Restons avec Omar Thiam pour un autre éclairage. Pour ce coupci, le « grand maître du tam tam » évoque la complicité existant entre le lutteur et son batteur et dont le premier nommé peut tirer profit chaque fois qu’il se trouve en mauvaise posture face à un adversaire. Voilà qui révèle une autre fonction du tamtam dans la lutte traditionnelle sérère, hormis celle de créer l’ambiance sous les envolées lyriques des cantatrices promptes à enflammer le public et les lutteurs.

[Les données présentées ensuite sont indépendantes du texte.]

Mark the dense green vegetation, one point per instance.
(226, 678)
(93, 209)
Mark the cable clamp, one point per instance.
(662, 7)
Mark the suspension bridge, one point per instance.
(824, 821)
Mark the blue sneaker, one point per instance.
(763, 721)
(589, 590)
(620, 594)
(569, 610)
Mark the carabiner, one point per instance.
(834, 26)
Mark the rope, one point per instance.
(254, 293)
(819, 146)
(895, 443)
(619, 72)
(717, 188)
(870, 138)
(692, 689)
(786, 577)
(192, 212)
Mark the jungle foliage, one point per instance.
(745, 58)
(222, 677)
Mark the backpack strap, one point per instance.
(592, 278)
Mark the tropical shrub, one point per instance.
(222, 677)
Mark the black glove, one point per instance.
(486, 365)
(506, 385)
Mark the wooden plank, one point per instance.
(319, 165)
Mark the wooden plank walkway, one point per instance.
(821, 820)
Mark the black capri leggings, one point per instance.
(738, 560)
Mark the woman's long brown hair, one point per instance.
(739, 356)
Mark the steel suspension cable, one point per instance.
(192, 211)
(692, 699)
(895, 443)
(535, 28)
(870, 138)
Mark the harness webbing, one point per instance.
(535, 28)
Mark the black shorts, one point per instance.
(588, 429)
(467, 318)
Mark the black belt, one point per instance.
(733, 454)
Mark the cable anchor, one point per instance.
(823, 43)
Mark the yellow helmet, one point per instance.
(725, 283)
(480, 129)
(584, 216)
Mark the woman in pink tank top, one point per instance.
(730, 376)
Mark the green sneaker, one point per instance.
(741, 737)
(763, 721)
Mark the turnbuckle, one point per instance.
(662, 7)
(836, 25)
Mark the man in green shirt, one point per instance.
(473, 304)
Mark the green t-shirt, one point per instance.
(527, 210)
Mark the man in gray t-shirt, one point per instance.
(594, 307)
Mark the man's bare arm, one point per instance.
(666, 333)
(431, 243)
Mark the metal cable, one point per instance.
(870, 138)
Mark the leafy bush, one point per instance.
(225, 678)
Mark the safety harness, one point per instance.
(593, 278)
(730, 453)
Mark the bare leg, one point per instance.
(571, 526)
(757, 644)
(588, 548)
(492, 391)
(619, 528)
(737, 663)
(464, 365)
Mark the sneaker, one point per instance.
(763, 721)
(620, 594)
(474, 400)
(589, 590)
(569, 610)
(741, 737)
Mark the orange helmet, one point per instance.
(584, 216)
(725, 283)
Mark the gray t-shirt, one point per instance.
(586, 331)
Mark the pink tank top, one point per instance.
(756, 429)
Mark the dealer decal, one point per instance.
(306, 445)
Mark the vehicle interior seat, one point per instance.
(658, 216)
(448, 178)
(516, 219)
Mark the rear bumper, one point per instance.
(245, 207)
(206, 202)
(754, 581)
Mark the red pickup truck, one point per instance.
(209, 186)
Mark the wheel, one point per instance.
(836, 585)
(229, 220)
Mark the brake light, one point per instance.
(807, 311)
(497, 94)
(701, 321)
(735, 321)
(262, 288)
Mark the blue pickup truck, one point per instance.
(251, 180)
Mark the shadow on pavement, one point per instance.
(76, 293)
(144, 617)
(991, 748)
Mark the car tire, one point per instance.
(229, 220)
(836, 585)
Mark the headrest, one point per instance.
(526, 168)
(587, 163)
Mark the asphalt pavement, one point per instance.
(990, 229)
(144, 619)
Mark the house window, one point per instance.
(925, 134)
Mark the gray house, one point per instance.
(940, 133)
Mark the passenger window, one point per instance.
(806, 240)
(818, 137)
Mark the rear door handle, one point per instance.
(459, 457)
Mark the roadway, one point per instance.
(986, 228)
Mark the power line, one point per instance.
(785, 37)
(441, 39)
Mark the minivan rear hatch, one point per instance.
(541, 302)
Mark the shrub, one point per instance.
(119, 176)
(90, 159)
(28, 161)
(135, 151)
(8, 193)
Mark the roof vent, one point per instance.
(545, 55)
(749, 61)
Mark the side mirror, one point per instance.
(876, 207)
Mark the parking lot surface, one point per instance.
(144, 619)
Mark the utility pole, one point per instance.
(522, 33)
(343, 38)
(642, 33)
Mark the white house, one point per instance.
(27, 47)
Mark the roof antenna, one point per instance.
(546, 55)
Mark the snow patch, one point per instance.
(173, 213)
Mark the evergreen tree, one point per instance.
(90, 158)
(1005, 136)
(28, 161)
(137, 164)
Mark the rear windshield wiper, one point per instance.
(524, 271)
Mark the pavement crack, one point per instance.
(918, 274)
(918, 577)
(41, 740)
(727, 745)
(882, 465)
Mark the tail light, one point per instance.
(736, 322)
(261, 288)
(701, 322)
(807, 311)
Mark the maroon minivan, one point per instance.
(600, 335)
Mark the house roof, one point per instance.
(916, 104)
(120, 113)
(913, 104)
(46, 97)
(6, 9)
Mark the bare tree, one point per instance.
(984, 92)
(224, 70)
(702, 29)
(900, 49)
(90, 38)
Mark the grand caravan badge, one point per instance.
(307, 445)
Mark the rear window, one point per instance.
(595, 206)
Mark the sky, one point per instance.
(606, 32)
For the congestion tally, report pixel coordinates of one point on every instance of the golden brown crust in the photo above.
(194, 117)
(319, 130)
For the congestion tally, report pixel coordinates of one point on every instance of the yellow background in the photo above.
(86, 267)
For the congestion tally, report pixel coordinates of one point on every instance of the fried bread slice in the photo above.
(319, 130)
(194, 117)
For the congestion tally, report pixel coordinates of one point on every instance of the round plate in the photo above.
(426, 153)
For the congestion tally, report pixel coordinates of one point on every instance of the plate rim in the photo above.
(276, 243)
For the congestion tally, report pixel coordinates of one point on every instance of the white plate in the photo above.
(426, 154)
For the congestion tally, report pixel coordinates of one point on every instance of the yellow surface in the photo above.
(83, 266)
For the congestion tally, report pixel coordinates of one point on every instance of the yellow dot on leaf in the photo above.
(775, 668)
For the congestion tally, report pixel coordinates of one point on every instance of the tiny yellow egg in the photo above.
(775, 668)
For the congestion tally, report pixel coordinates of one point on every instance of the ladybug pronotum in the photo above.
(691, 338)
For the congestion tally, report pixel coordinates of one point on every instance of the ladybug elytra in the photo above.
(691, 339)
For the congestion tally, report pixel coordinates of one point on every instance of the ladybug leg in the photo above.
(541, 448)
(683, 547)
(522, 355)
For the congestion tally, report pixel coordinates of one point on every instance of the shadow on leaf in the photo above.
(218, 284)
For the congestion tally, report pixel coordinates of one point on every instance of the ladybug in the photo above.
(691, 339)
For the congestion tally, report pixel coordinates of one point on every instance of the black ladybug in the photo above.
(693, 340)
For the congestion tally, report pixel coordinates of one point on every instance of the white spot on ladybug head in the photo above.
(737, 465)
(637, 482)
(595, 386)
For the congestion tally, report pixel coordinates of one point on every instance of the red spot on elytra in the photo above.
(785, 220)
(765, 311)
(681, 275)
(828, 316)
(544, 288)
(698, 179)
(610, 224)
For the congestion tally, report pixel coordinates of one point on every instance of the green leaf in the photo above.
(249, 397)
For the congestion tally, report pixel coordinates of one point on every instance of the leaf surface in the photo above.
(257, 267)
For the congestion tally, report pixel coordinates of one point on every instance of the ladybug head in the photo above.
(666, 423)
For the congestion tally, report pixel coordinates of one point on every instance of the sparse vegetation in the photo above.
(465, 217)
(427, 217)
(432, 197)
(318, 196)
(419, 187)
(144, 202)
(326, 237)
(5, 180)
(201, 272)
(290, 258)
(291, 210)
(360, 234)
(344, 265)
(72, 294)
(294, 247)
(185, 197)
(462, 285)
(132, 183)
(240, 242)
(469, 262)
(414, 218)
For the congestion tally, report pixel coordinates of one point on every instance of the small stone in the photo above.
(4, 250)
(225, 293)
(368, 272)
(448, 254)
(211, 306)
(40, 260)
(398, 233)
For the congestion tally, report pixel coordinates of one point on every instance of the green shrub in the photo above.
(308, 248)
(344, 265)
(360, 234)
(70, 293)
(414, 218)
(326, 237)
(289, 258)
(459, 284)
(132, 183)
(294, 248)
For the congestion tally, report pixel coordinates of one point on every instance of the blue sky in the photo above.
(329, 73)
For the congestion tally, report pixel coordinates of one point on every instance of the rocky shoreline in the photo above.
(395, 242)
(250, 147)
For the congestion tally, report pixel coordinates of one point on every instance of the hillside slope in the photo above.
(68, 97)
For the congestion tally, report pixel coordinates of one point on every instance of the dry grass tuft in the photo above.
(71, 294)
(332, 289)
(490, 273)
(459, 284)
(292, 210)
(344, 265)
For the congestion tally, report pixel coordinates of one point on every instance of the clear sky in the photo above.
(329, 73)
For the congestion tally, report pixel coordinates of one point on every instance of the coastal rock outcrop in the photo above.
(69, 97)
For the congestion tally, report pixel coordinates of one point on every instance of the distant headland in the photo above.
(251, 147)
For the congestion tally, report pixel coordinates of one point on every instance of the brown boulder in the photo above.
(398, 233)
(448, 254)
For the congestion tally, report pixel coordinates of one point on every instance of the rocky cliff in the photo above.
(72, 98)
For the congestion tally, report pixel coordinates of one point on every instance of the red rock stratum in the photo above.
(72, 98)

Rien n’est de trop pour triompher, qui plus est, si dans le feu de l’action l’on commet une erreur permettant à l’adversaire de vous mettre dans une situation qui vous ne laisse plus aucune chance de vous tirer d’affaire. Il ne vous reste plus dès lors qu’à implorer les dieux pour échapper à la défaite. Il existe une autre porte de sortie pour l’infortuné lutteur, selon Omar Thiam grand tambour major sérère «Avant chacun de leurs combats, Manga 2, de même que Robert Diouf, lançait toujours un appel aux Sérères en disant : « Que chacun joue sa partition ! ».

Un message bien décodé par les initiés. A chaque fois que Manga 2 était en mauvaise posture, on battait le « khaagne » qui permet d’invoquer les esprits pour venir en aide au lutteur. Mais cela dépend des rythmes, car ces incantations ne vont pas de pair avec des rythmes galvaudés inconnus de nos « pangols ». C’est, entre autres, une des explications de cette sécheresse, cette rareté du poisson que l’on interprète comme un fléau mondial. Il y a également l’abandon total de nos us et coutumes, de notre patrimoine rythmique et notre patrimoine en général. Je confirme donc que le lutteur en mauvaise posture peut être secouru par le batteur à travers ses rapsodies.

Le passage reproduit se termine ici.